Search code examples
.nettask-parallel-libraryparallel.foreachtaskscheduler

How to dynamically limit concurrent execution of tasks created by Parallel.Foreach


I'm creating an application which executes commands against a set of resources. A resource can be a server for example. A task could be "ping" or "defragment database index" for example (these are examples as i cannot reveal the true nature of the application). The application executes this commands concurrently using TPL (Parallel.ForEach).

Now i've come to a point where i have to limit concurrent execution of commands against a resource stored on a common resource. As an example, here's a list of DB indexes which have to be defragmented.
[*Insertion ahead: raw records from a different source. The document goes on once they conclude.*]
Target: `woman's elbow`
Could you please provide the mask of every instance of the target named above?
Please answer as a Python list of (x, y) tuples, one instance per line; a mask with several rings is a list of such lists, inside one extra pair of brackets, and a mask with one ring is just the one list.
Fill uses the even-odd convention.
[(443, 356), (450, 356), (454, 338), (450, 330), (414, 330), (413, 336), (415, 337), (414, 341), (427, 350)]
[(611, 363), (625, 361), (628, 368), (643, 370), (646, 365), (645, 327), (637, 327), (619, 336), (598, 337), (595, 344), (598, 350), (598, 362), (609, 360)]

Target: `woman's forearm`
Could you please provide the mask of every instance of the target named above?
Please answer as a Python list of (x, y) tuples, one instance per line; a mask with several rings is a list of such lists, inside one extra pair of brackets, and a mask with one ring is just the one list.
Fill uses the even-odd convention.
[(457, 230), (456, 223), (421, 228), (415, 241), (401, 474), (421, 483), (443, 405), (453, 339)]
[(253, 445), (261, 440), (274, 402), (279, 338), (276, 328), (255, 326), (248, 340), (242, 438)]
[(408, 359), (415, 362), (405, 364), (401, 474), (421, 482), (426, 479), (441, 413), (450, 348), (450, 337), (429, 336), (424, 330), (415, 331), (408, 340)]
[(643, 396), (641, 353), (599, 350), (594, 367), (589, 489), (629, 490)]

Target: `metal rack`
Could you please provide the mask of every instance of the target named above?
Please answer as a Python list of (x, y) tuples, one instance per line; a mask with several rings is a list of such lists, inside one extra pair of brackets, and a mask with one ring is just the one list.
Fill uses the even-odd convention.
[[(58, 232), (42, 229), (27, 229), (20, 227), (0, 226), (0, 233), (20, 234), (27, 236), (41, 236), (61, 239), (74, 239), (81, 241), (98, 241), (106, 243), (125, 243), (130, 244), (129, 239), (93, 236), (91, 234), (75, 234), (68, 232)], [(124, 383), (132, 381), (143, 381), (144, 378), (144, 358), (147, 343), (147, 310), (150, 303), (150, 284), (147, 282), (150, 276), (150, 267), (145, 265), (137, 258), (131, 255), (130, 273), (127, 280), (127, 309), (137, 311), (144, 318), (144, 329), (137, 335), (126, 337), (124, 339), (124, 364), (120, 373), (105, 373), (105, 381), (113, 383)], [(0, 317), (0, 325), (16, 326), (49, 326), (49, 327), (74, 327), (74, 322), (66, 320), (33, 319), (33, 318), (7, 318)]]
Task# | Server | DB  | Index Name
---------------------------------
T1    | 1      | DB1 | A
T2    | 1      | DB1 | B
T3    | 1      | DB1 | C
T4    | 1      | DB2 | D
T5    | 2      | DB3 | E
T6    | 2      | DB3 | F
T7    | 3      | DB4 | G
T8    | 4      | DB5 | H
T9    | 6      | DB6 | I

To prevent massive parallel disk I/O on the servers, i have to limit the execution of the index defragmentation tasks to one per server. That means that the tasks T7, T8 & T9 can run at the same time. Only ONE of the tasks T1-T4 must run at the same time. Same for the tasks T5 & T6. It should also be possible to limit the concurrent execution to 2 tasks per resource for example. How can i achieve this?

I've had a look at the TaskScheduler class but it seems that a TaskScheduler cannot reject tasks (QueueTask method). Also the a custom Partitioner wouldn't get me there.

The only solution i can think of is to create my own implementation of Parallel.ForEach which can entirely take care of the limitation.

Has anyone a better idea?

As mentioned above, this is an example use case. Therefore, please do not post answers like: Create a SQL Agent job for this.


Solution

  • The example isn't the most appropriate. Trying to defrag multiple indexes concurrently will result in worse performance as the defrag operations will compete for the same CPU and disk resources. The only way for concurrent defragmentation operations to run faster would be for each index to be stored in a different disk (array).

    You might as well write all defrag statements in a single script and run it.

    In the general case where you want to queue some jobs/operations for concurrent execution with limited parallelism, the appropriate library is TPL Dataflow and the ActionBlock class. An ActionBlock allows you to post messages to a block for concurrent execution. By default, only one message is processed at a time. You can simply pass a different DOP parameter when creating the block to process more messages.

    var dopOptions=new ExecutionDataflowBlockOptions
                   {
                       MaxDegreeOfParallelism = maxDop
                   }
    var defragBlock=new ActionBlock<string)(indexName=>MyDefragMethod(indexName), dopOptions);
    
    //Post all the indexes. Only maxDop will be processed at a time
    foreach(var indexName in indexesList)
    {
        defragBlock.Post(indexName);
    }
    
    //Notify the block that we are done
    defragBlock.Complete();
    
    //and wait for all remaining indexes to finish
    await defragBlock.Completion;
    

    Parallel methods aren't suitable for job processing scenarios. They are used for data parallelism scenarios. They are meant to process large amounts of data, by partitioning the data and processing it with one task per partition. The number of partitions is roughly the same as the number of cores.

    The Dataflow library allows you to use more advanced scenarios. For example, what if you target multiple servers? In this case you could run defrag operations on each server concurrently. You can do that by creating a different block per server, passing a different connection string, eg

    var block1=new ActionBlock<string)(indexName=>MyDefragMethod(indexName,connStr1), dopOptions);
    var block2 =new ActionBlock<string)(indexName=>MyDefragMethod(indexName,connStr2), dopOptions);
    
    foreach(var indexName in indexesList1)
    {
        block1.Post(indexName);
    }
    foreach(var indexName in indexesList2)
    {
        block2.Post(indexName);
    }
    
    //Notify the block that we are done
    block1.Complete();
    block2.Complete();
    
    //and wait for all remaining indexes to finish
    await Task.WhenAll(block1.Completion,block2.Completion);
    

    You could also store the blocks in a dictionary keyed by server name, so that you can select the correct block inside the loop.